Multimodal Drone Cross-view Geo-localization Based on Vision-language Model
-
Graphical Abstract
-
Abstract
Cross-view geo-localization for drones achieves autonomous positioning by matching onboard images with geo-referenced images in satellite-denied conditions, with the primary challenge lying in the significant appearance differences across cross-view images. Existing methods predominantly focus on local feature extraction while lacking in-depth exploration of contextual correlations and global semantics. To address this problem, a vision-language model based multimodal drone cross-view geo-localization framework is proposed in this paper.
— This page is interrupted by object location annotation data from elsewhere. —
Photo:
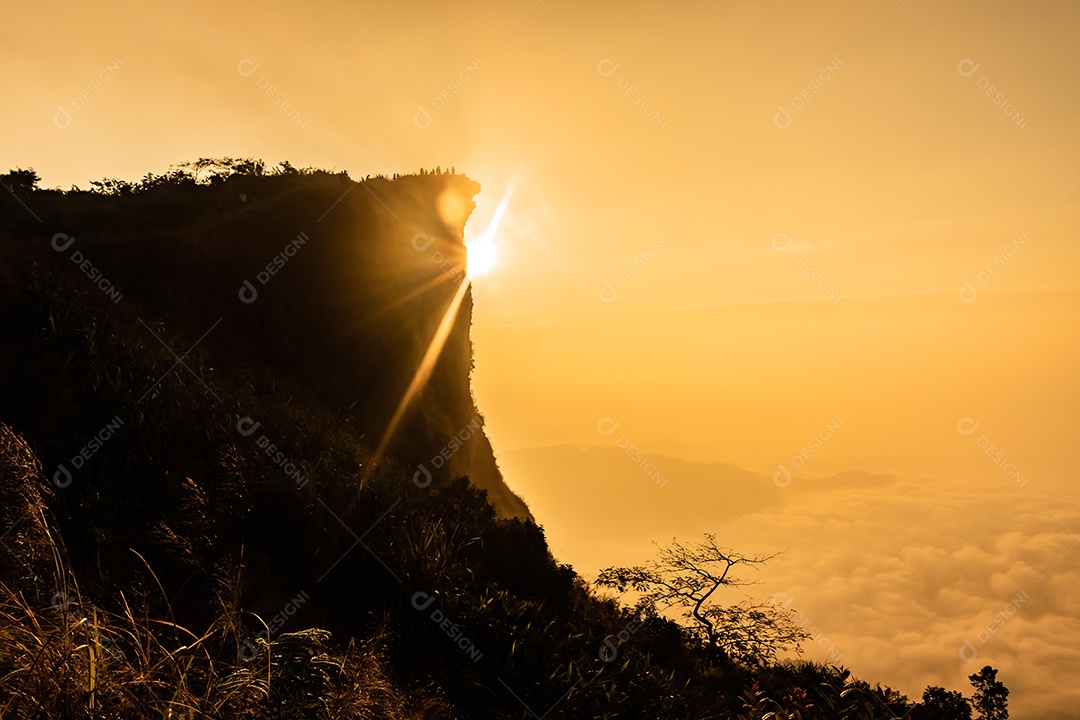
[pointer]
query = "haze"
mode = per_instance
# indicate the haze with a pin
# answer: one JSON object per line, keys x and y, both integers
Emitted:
{"x": 796, "y": 240}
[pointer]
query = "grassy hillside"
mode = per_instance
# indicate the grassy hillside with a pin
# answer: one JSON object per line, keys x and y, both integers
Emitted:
{"x": 193, "y": 521}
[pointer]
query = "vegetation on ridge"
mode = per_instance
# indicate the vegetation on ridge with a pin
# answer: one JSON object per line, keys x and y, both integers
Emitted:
{"x": 177, "y": 569}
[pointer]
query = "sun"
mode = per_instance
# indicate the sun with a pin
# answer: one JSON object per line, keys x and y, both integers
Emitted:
{"x": 482, "y": 254}
{"x": 482, "y": 257}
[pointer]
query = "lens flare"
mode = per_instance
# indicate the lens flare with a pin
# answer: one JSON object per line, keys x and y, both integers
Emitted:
{"x": 483, "y": 253}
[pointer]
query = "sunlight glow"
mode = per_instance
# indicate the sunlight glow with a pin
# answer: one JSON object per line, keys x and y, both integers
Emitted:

Leveraging the CLIP (contrastive language-image pre-training) model, a view text description generation module is constructed, which utilizes image-level visual concepts learned from large-scale datasets as external knowledge to guide the feature extraction process. A hybrid vision transformer (ViT) architecture is adopted as the backbone network, enabling the model to simultaneously capture local features and global contextual characteristics during image feature extraction. Furthermore, a mutual learning loss supervised by logic score-normalized Kullback-Leibler (KL) divergence is introduced to optimize the training process, in order to enhance the model ability to learn inter-view correlations. Experimental results demonstrate that under the guidance of text descriptions generated by the CLIP model, the proposed model learns deep semantic information more effectively, thereby better addressing challenges such as viewpoint variations and temporal discrepancies encountered in cross-view geo-localization.
-
-